BIG DATA – a problem
In this world full of technologies, were daily many customers are connecting themselves to this technologies and as the number of customers increases, parallely it also increase, the number of data around petabytes. The more the customers are, the more the data is generated. This is basically known as Big Data.
What is Big Data?
Big Data is a large amount of data. It is a term used to describe data that is huge in amount and which keeps growing with time. This data is difficult and also time-consuming to process. Big data can be characterized mainly as :
· Volume – The quantity of data
· Velocity – The speed of i/o processing
How and where this Big Data is managed?
Here to answer this question I have done some of the research on one of the MNC Google. Google is the largest tech company in the world and having a huge data base of the users. Google stores almost all data like all picture, videos, contacts, locations, documents, search history, download history and many more. Few days before Facebook is in the news for leaking there more than 50 crore users personal data. Google store more personal data as compared to Facebook.
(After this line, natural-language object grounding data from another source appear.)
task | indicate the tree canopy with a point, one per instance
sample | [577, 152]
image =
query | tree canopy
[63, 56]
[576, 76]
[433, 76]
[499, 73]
Google Currently processes over 20 petabytes of data per day through an average of 100,000 MapReduse jobs spread across its massive computing clusters. With all of these products/services and the unthinkable amount of data that come with them, how does a company like Google go about storing its information? If we get a little meta and turn to Google with our question, we learn that our answer lies in the functionality of thousands upon thousands of servers. In August of 2011, Data Center Knowledge reported that the number is close to 900,000. Pretty remarkable, right?
Google and any other company which generates huge amount of data uses cloud to store it’s data because the number of users are always volatile, the data generated on a day’s scale is also volatile. Therefore Google doesn’t use an off the self type of storage to store there data.
1 GB of storage costs 0.03$
20 Petabytes costs 0.03 * 20 * 1000 * 1000 =600000$
That's quite a bit of money - like hiring 2190 employees for 100,000$ a year !
Purchasing 20 PB of hardware everyday is out of question. Google not only needs a scalable data, but at the same time needs durable one.
How Google solve this problem?
A Distributed File System is a way of storing data and reading across different servers, but through the same interface as accessing a local file. Google uses it’s own file system DFS to solve its problem of scalability by incorporating the object based storage, known as the Google File System.
The GFS consists of 3 layers,
· The Client – Handles requests for data from applications.
· The Master – It stores the metadata. Mainly, the names of data files and the location of their chunks.
· The chunk server – Huge amounts of data, are broken down into chunks of few hundred Mbs and stored across servers with replicas for back up.
If you get excited over thoughts of how large amount of data may flow from one part to another, with multiple master and slave machines, you might find getting a glimpse of how Google might handle this and how Google shares millions and tones of information across a very widely distributed network. You might understand this by reading by this particular phrase –
“A system having a resource manager, and a plurality of slaves, interconnected by a communications network. To distribute data, a master determined that a destination slave of the plurality slaves requires data. The master then generates a list of slaves from which to transfer data to the destination slave. The master transmits the list to the resource manager. The resource is configured to select a source slave from the list based on available system resources.”
Google’s web servers are those that will probably resonate most with the common user, as they are responsible for handling the queries that we enter into Google Search. When a user enters a query, web servers carry out the process of interacting with other server types (e.g. index, spelling, ad, etc.) and returning results/serving ads in HTML format. Web servers are the ‘results-gathering’ servers. On a similar note, Google has servers designated to perform specific tasks –
1. Data-Gathering Servers
Data-gathering servers that send out bots to crawl the web.
2. Index Servers
Google’s index servers that contain the list of document IDs that contain the user’s query.
3. Document Servers
Document servers store the document version of web page content saved in the form of JPEG files, PDF files, and more.
4. Ad Servers
Ad servers that manage ads on the search results pages.
5. Spelling Servers
If you have ever searched for something in Google and the results came up with the phrase, “Did you mean correctspelling,” know that a spelling server was at work.
How we can implement this Distributed File System?
Now as Google uses shared computing to satisfy their customers needs. More than 1,000 computers are involved in answering every query. In fact, the most popular open source for distributed computing system is Apache Hadoop. Which is basically called Hadoop Distributed File System (HDFS) designed to run on commodity hardware. Hadoop has a compound annual growth rate of 58% and will surpass $1 billion by 2020.
What is Hadoop?
Apache Hadoop is a collection software utilities that facilitate using a network of many computers to solve problems involving massive amounts of data and computation. It provides a software framework for Distributed Storage and processing of Big Data using the ManReduce programming model. Hadoop was originally designed for computer clusters built from commodity hardware.
Thanks for reading!!